The second was when Paul Horvitz, chair of banking and finance at the University of Houston, sent me a piece he had written on this law.

Mr. Horvitz's letter said he had recently come across a 1989 story in the American Banker in which I had predicted that the Bank Insurance Fund would reach 1.25% of insured deposits by 1995. Mr. Horvitz went on to say: "That was pretty impressive forecasting, particularly if one remembers the situation when it was made."

I looked up the American Banker article, which reported a study done by my colleague Jim Marino and me. Our study responded to one by Dan Brumbaugh, Robert Litan, and Andrew Carron. (Mr. Brumbaugh, you may recall, predicted - incorrectly - on ABC's "Nightline" that some very large banks would fail, and named them.)

The Brumbaugh-Litan-Carron study, we pointed out, was far too pessimistic. It overstated the likely losses of the Bank Insurance Fund and understated its future income.

The flaws in that study paled in comparison to studies by others that followed. The "my loss number can top your number" mania reached its zenith in 1991. The Washington Post published a study declaring that the Federal Deposit Insurance Corp. was insolvent by more than $100 billion.

It's important to remember the climate of hysteria about banks that existed in the late 1980s and early 1990s. It led to a gross over-reaction by government policymakers in a number of ways, adoption of FDIC Improvement Act being the most egregious.

The U.S. will once again experience serious banking problems. When we do, this law, which requires a by-the-numbers approach to supervision, will be a serious obstacle to resolving them.

The act would have made it enormously more difficult and expensive to cope with at least two of the threats to the banking system in the 1980s. Thankfully, we have not yet compounded the mistake by adopting full "mark- to-market" accounting, as the act's proponents would have us do.

If its "early intervention" rules had forced the FDIC to close all of the marginal savings banks in the period of skyrocketing interest rates in the early 1980s, the losses would have exceeded $100 billion.

Instead, the FDIC was able to use good judgment. It shut down the savings banks that were beyond repair and supervised very closely those that might be able to recover in a lower interest rate climate.

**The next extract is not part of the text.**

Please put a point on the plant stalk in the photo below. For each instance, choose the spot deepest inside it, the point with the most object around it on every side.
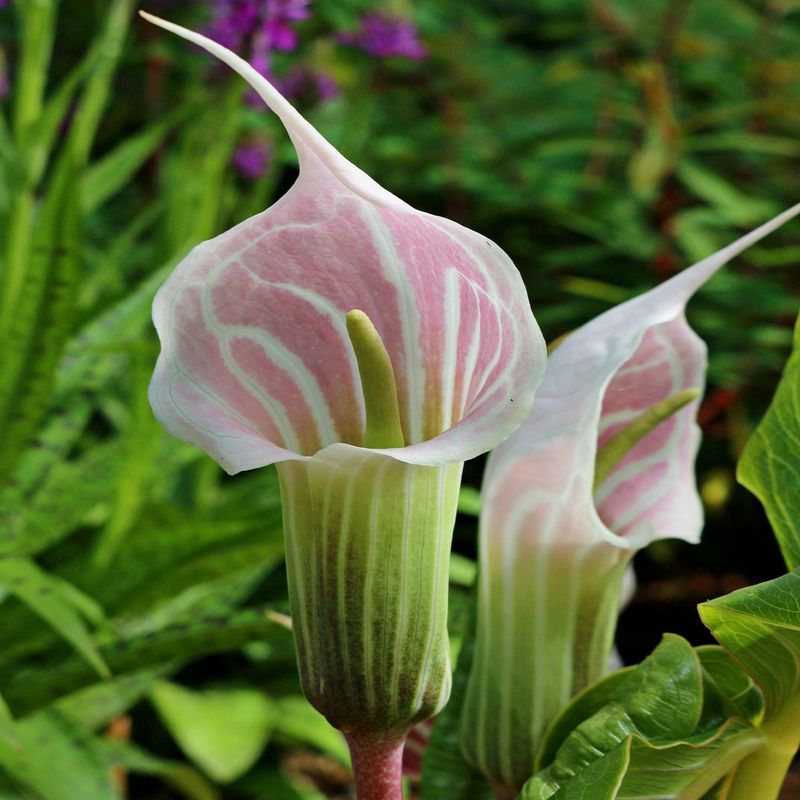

The total cost to the FDIC of the savings bank cleanup was roughly $2 billion.

I shudder to think what might have happened to the banking system had the 1991 law forced the regulators to confront substantially more aggressively the LDC debt problems in the mid-1980s. Several money-center banks would have been rendered insolvent.

One could argue that the regulators should not have allowed the LDC debt problem to develop. One could also argue that the regulators should have required somewhat faster writedowns of the loans once the problems became apparent.

But one cannot argue convincingly that our nation would have been well served by the simultaneous failure of many of its largest banks.

The FDIC Improvement Act would not have prevented the savings bank or LDC debt problems from occurring. Nor would it have caused the regulators to be any more adept at identifying the problems in a timely way. It simply would have made it more difficult and expensive to handle the situations once they were discovered.

We should repeal this law before it causes irreparable damage.

Mr. Isaac, a former chairman of the Federal Deposit Insurance Corp., is chairman and chief executive officer of Secura Group, a financial services consulting firm based in Washington.